Even with the rain hammering the canopy, Zorro heard it again. A wet rasp, barely audible that most people would’ve missed. Just a breath lost in the downpour. But Zorro’s ears were trained for the wrong kind of quiet—the sound of a person on the edge of his last breath. Someone trying to be quiet, soft, slow, the lungs giving up. The kind of exhale that didn’t draw back in. He knew that sound. Knew it like muscle memory.

Someone was dying. Right now. Nearby. He froze on his stomach, pivoting his head toward the sound as his hand tightened on the stock of his rifle. He didn't even have to look. His back was covered. The jungle worked at hiding it, but the sound was close, low to the ground, slipping through the ferns and ground detritus.

He moved without thinking. Toward the pain. Toward the dying, drawn by something he couldn't ever explain. He, like his brothers, were more than hybrids; they were jacks of all trades and honed weapons. His job was to do his best. Not just to fight but to find them before the silence did.

He crawled toward that quiet plea for help, soaked to the skin, keeping his guard fully up. Another sound filtered to him. He stiffened, then he surged forward. He set down his auto, taking in the very pregnant woman.

“LT,” he depressed his comm. “I need help.”

Her eyes followed him, filled with terror, clutching her swollen abdomen with a fierce protective look, blood seeping between her fingers, her breath harsh in her labor.

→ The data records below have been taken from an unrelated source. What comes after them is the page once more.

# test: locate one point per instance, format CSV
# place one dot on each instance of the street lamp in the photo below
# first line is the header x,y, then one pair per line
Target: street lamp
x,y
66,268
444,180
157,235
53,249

“I need those bastards off my six. I’ve got a situation here that needs my attention now.” He held up his hands. “American military. May I help you?”

She breathed out a soft, relieved breath, nodding once.

Immediately Gator, Joker and D-Day showed up with weapons bristling. “Fuck me,” Gator said. “What do you need?”

“I need to be upright—now.”

“Got it,” D-Day said in a voice that told Zorro his ancestors had stormed the beach in Normandy. He and Gator moved off doing what they did best: assault. He worked faster than he ever had before. He dressed her wound quickly and efficiently, set up a plasma bag just as quickly. She was going to need it. This was going to be hairy.

His world narrowed down to three feet. Everything else disappeared. The woman, the baby whose head was crowning between her legs, were his calling. He didn’t worry about bullets or tangos or his buddies. All his focus was here. He was built for war, but his hands were made for healing. “I know this is going to hurt like hell,” he said in Tagalong, “but you’re going to have to push when I say.” She was going to cause more bleeding, and he wished like hell she could just not move, but her child was her priority. It was in her expressive dark eyes. She nodded once.

Ten minutes later, the jungle quiet was broken by a lusty, defiant cry. Zorro wrapped him in his field shirt. It was a miracle that the bullet missed him completely. He was simply perfect. Ten little fingers, ten little toes.

Gator shook his head, looking between Zorro and the baby. But Zorro just looked down at the newborn. “Yeah. We got a warrior in the making.”

“What the fuck did I just hear?” Joker said through the comms. “Was that a baby crying?”

“Yeah,” Gator said, his voice hushed. “He fucking delivered a kid in a firefight. That’s a new one.”